Truncated Kernel Stochastic Gradient Descent on Spheres

Inspired by the structure of spherical harmonics, we propose the truncated kernel stochastic gradient descent (T-kernel SGD) algorithm with a least-square loss function for spherical data fitting. T-kernel SGD employs a "truncation" operation, enabling the application of series-based kernels function in stochastic gradient descent, thereby avoiding the difficulties of finding suitable closed-form kernel functions in high-dimensional spaces. In contrast to traditional kernel SGD, T-kernel SGD is more effective in balancing bias and variance by dynamically adjusting the hypothesis space during iterations. The most significant advantage of the proposed algorithm is that it can achieve theoretically optimal convergence rates using a constant step size (independent of the sample size) while overcoming the inherent saturation problem of kernel SGD. Additionally, we leverage the structure of spherical polynomials to derive an equivalent T-kernel SGD, significantly reducing storage and computational costs compared to kernel SGD. Typically, T-kernel SGD requires only $\mathcal{O}(n^{1+\frac{d}{d-1}\epsilon})$ computational complexity and $\mathcal{O}(n^{\frac{d}{d-1}\epsilon})$ storage to achieve optimal rates for the d-dimensional sphere, where $0<\epsilon<\frac{1}{2}$ can be arbitrarily small if the optimal fitting or the underlying space possesses sufficient regularity. This regularity is determined by the smoothness parameter of the objective function and the decaying rate of the eigenvalues of the integral operator associated with the kernel function, both of which reflect the difficulty of the estimation problem. Our main results quantitatively characterize how this prior information influences the convergence of T-kernel SGD. The numerical experiments further validate the theoretical findings presented in this paper.

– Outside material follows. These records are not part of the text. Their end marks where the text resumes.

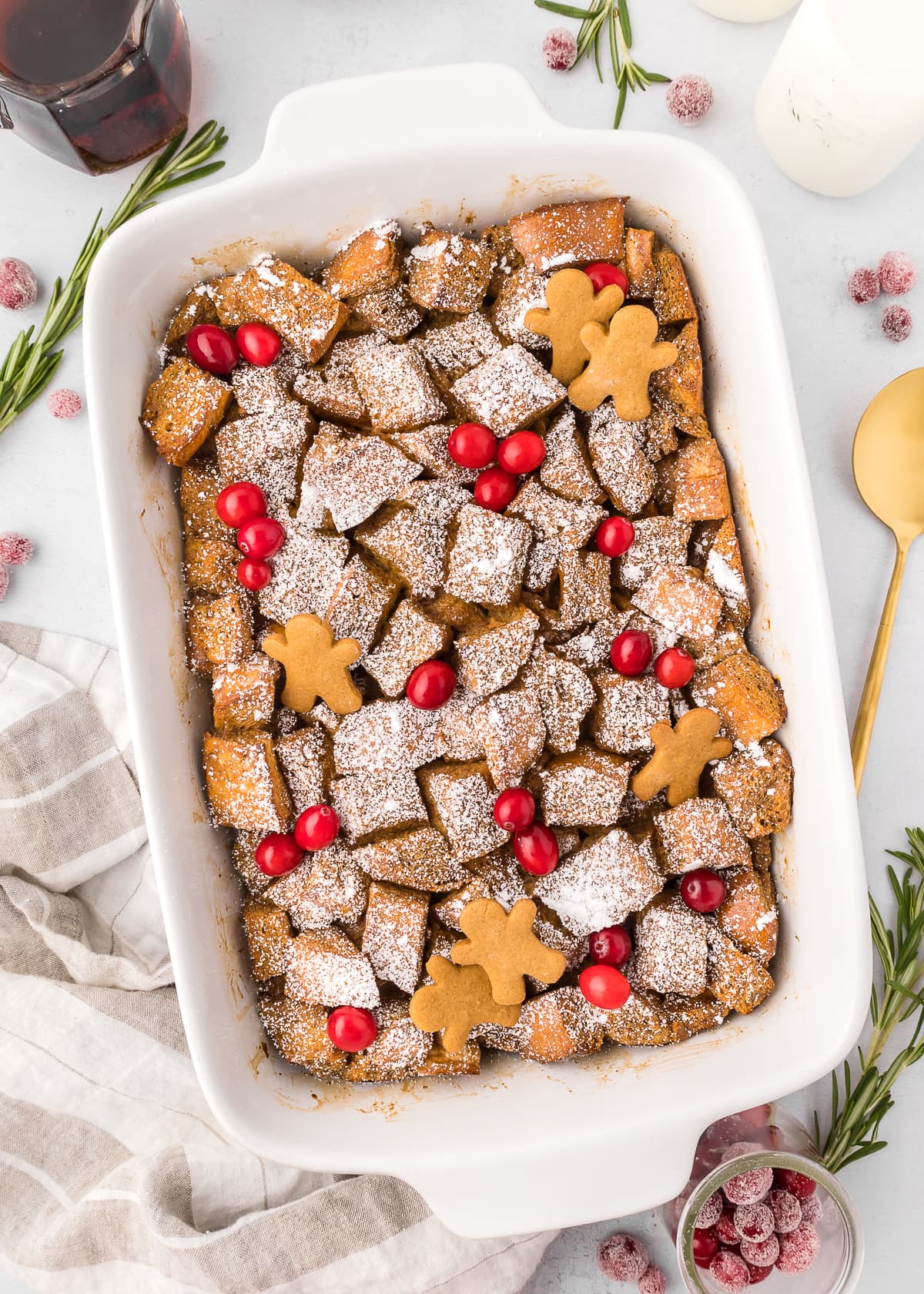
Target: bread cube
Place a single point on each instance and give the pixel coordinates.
(492, 658)
(268, 938)
(699, 833)
(602, 883)
(461, 804)
(220, 631)
(619, 461)
(566, 469)
(737, 980)
(303, 315)
(243, 694)
(450, 272)
(418, 860)
(243, 783)
(584, 789)
(678, 598)
(640, 264)
(627, 711)
(393, 934)
(368, 263)
(182, 408)
(507, 391)
(673, 300)
(672, 949)
(300, 1033)
(378, 801)
(745, 696)
(511, 732)
(571, 233)
(325, 967)
(758, 788)
(559, 1024)
(488, 557)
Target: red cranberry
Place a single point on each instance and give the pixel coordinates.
(675, 668)
(263, 538)
(631, 652)
(615, 536)
(471, 444)
(277, 854)
(213, 348)
(351, 1027)
(241, 502)
(536, 849)
(259, 344)
(703, 890)
(431, 685)
(705, 1246)
(317, 827)
(611, 946)
(602, 275)
(522, 453)
(514, 809)
(494, 488)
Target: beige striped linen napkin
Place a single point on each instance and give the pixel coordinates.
(114, 1174)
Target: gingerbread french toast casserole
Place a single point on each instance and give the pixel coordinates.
(464, 575)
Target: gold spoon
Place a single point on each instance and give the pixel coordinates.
(888, 466)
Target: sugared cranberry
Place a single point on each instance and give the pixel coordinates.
(536, 849)
(604, 987)
(241, 502)
(615, 536)
(277, 854)
(254, 574)
(431, 685)
(317, 827)
(213, 348)
(494, 488)
(514, 809)
(798, 1250)
(675, 668)
(351, 1027)
(602, 275)
(703, 890)
(863, 287)
(611, 946)
(631, 652)
(623, 1258)
(263, 538)
(798, 1185)
(705, 1246)
(18, 287)
(471, 444)
(522, 453)
(259, 344)
(15, 549)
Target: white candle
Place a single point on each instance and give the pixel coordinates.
(842, 101)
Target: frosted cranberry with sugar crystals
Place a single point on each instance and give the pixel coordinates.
(259, 344)
(351, 1027)
(623, 1258)
(213, 348)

翻译：受球谐函数结构启发，我们针对球面数据拟合问题，提出基于最小二乘损失函数的截断核随机梯度下降算法。该算法通过引入"截断"操作，使级数型核函数能够应用于随机梯度下降过程，从而避免在高维空间中寻找合适闭式核函数的困难。与传统核随机梯度下降相比，本算法通过在迭代过程中动态调整假设空间，能更有效地平衡偏差与方差。所提算法最显著的优势在于：使用与样本量无关的恒定步长即可达到理论最优收敛速率，同时克服核随机梯度下降固有的饱和问题。此外，我们利用球面多项式结构推导出等效的截断核随机梯度下降算法，较传统核方法显著降低了存储与计算成本。对于d维球面问题，该算法通常仅需$\mathcal{O}(n^{1+\frac{d}{d-1}\epsilon})$计算复杂度与$\mathcal{O}(n^{\frac{d}{d-1}\epsilon})$存储量即可达到最优速率，其中$0<\epsilon<\frac{1}{2}$在最优拟合或底层空间具有足够正则性时可任意小。此正则性由目标函数光滑性参数与核函数对应积分算子特征值衰减速率共同决定，两者均反映估计问题的难度。我们的主要结果定量刻画了此类先验信息如何影响截断核随机梯度下降的收敛过程。数值实验进一步验证了本文的理论结论。